La principal ventaja de ir de putas es que no estás con los nervios de tener que quedar bien. Terminas cuando te dala gana y si la chica es profesional, no se queja. Lo digo porque en alguna ocasión me he encontrado con jovencitas que se quejaban porque ellas “no habían terminado”, a lo que yo les respondía: “Has terminado en el momento en que has dicho que querías cobrar 20 euros”. Ante tan aplastante argumento, sólo les quedaba agachar la cabeza y contar su dinerito.
Cuatro empujones por aquí, cuatro empujones por allá, y listo. “¡Hale, ya estoy!” exclamo con regocijo. Y prosigo, “ahora puedes seguir haciéndome un masaje en la espalda”. Tanto esfuerzo requiere un masaje relajante. Con tanto ajetreo no me doy cuenta de que la cinta se ha terminado, ya da igual, lo más importante ha quedado grabado para disfrute de los nietos que nunca tendré.
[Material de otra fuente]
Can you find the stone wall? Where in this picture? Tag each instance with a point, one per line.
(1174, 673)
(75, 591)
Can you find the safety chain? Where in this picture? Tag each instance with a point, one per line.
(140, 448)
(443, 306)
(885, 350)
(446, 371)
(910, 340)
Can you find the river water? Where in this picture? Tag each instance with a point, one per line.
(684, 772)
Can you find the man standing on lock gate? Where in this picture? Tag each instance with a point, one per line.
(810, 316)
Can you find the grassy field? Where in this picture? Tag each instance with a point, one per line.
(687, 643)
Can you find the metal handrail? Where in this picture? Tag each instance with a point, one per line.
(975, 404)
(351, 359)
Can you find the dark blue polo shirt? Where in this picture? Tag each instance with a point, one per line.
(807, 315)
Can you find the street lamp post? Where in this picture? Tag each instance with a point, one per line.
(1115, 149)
Ella, feliz de haber sido atravesada por un sable de menos de 40 años, se pone a masajearme con suavidad. Me pone polvos de talco para, según ella, reducir el dolor que tengo por las quemaduras solares, lo que pasa es que me lo está poniendo en el único sitio del cuerpo que el sol no ha alcanzado.
Todavía no ha pasado todo el tiempo contratado, sin embargo ya tengo ganas de irme. No quiero regresar demasiado tarde a mi hotel en Songkhla. Nos vestimos. Nos hacemos la última foto de recuerdo y salimos al pasillo para dirigirnos hacia el ascensor. Cojo la cámara del mismo modo en que la llevaba al entrar para no levantar las sospechas d la suspicaz limpiadora que una hora antes se había interesado por el aparato.
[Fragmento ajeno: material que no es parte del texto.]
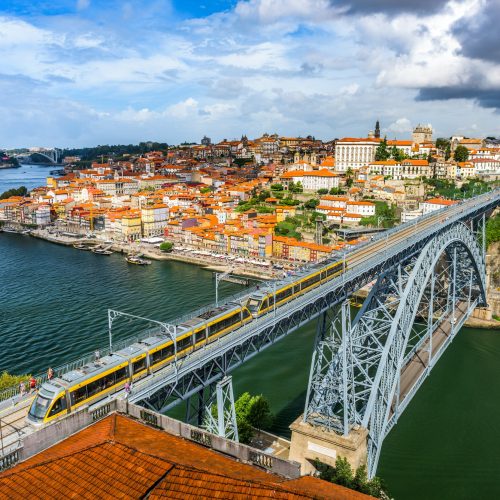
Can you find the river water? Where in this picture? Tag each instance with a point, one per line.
(53, 308)
(30, 176)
Vista panorámica de Songkhla

Bajamos hasta la planta donde se encuentra la pecera donde se exponen las féminas y nos despedimos con un simple “bye bye”. Nos toman el relevo, en el ascensor, dos joviales occidentales que van acompañados de risueñas hetairas.
Bajo a la calle ansioso de ver el resultado de mi reportaje con “cámara oculta a la vista de todos”. Busco una moto que me lleve hasta la parada de taxis. Ésta es mi última noche en el pueblo y quiero aprovecharla bien antes de emprender mi viaje hacia Kuala Lumpur.